El TS declara que el Beneficiario de una pensión de jubilación puede, cuando recibe la notificación de su concesión, solicitar a la entidad gestora dejarla sin efecto para poder solicitarla con posterioridad en un momento en que le resulte más favorable para sus intereses

8 de June de 2023

Sentencia del Tribunal Supremo nº 320/2023, de 26 de abril, dictada por la Sala de los Social, recurso de casación para la unificación de doctrina nº 2860/2020 La controversia planteada en el presente caso es determinar si es posible dejar sin efecto por voluntad del beneficiario una prestación de jubilación reconocida, inmediatamente después de su […]

Sentencia del Tribunal Supremo nº 320/2023, de 26 de abril, dictada por la Sala de los Social, recurso de casación para la unificación de doctrina nº 2860/2020

La controversia planteada en el presente caso es determinar si es posible dejar sin efecto por voluntad del beneficiario una prestación de jubilación reconocida, inmediatamente después de su notificación, para poder solicitarla más adelante, en un momento posterior que le pueda resultar más favorable al aumentar su período de cotización.

En primera instancia, el Juzgado de lo Social estimó la demanda del actor, dejó sin efecto la resolución del INSS que reconoció al actor la pensión de jubilación, ordenando la devolución de todo lo percibido por dicho concepto.

En vía de suplicación, el Tribunal Superior de Justicia de la Comunidad Valenciana revocó la sentencia dictada en primera instancia argumentando que no es posible la renuncia a una pensión de jubilación una vez que ésta ha sido reconocida, puesto que la única causa de extinción de la pensión de jubilación establecida en nuestro ordenamiento jurídico (además de la sanción de pérdida por causa de incompatibilidad), es, en consonancia con su carácter vitalicio, el fallecimiento del pensionista, sin que esté prevista legal o reglamentariamente la posibilidad de renuncia a la pensión de jubilación, que contravendría el principio de irrenunciabilidad de derechos del art. 3 LGSS.

El beneficiario de la pensión de jubilación recurrió en casación para la unificación de doctrina, por entender que procede renunciar a la solicitud de la pensión de jubilación, puesto que la renuncia no contraviene el art. 3 LGSS. A tal efecto invocó una sentencia de contraste que entiende que sí es posible dicha renuncia a la pensión de jubilación, por no tratarse de una renuncia prohibida por el art. 3 LGSS.

No obstante lo señalado, considera que lo relevante es decidir si la actuación contemplada en las sentencias comparadas es, realmente, una renuncia al derecho a la prestación de jubilación que, como tal, estaría prohibida por nuestro ordenamiento jurídico (art. 3 LGSS).

La respuesta a tal cuestión, según el TS, es bastante simple y evidente: no se está en presencia de una renuncia.

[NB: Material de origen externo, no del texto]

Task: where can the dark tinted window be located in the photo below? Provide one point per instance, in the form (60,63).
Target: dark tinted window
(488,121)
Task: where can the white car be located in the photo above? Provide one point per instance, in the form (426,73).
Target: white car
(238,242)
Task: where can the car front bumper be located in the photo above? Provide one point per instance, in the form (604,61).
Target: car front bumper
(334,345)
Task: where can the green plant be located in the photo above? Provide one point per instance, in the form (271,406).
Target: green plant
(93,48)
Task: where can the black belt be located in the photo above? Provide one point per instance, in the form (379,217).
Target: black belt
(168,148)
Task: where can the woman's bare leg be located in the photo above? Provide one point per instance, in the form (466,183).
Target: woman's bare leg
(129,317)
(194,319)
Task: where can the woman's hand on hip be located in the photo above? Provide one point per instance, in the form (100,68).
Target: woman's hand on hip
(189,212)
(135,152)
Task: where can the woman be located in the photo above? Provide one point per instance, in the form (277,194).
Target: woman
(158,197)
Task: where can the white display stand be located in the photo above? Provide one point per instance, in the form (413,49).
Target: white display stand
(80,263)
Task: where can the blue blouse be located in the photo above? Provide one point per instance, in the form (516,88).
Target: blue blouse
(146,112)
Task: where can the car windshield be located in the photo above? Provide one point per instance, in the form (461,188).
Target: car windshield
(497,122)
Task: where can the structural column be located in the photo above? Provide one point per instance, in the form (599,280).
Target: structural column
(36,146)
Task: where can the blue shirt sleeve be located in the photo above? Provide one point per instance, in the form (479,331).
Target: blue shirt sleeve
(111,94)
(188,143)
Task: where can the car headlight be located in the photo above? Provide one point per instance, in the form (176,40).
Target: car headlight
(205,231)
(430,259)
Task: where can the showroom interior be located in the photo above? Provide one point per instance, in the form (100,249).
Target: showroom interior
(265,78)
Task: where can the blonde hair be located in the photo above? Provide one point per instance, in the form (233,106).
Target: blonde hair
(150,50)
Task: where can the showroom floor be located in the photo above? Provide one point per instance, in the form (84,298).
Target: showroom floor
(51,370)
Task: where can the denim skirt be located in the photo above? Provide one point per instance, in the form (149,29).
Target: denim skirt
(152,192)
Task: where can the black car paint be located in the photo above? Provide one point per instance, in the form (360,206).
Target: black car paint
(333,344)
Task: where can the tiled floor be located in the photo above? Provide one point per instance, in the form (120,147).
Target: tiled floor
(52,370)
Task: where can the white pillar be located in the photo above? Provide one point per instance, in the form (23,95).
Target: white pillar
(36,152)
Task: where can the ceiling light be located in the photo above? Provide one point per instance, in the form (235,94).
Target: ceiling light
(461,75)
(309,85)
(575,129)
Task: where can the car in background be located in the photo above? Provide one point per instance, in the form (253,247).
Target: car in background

No existe una declaración de voluntad en virtud de la cual el beneficiario de una prestación de jubilación presente o futura expulse de su patrimonio jurídico el derecho a percibir la prestación de jubilación a la que pudiera tener derecho. Estamos ante una decisión unilateral del trabajador por la que, vista la resolución de la entidad gestora, decide no hacer uso de ella, en la medida en que desiste de la solicitud, solicitando dejarla sin efecto y no disfrutar de las consecuencias de dicha decisión, para mantenerse en activo y volver a solicitar nuevamente, cuando lo estime más conveniente para sus intereses, la misma prestación de jubilación en otras circunstancias (de carencia y cotización) que puedan suponerle una prestación mayor.

Añade que, si bien es cierto que tal posibilidad no está expresamente prevista en la norma, tampoco está expresamente prohibida, porque la situación descrita no implica, en modo alguno, una renuncia al derecho a la prestación de jubilación; tal y como se ha indicado en el párrafo anterior. Además, “hay que tener en cuenta, por un lado, que la solicitud de jubilación no resulta obligatoria para quienes cumplan la edad ordinaria de jubilación; y, por otro, que el propio sistema permite e, incluso, incentiva la prolongación de la vida activa y, con ello, el retraso en la solicitud de la jubilación.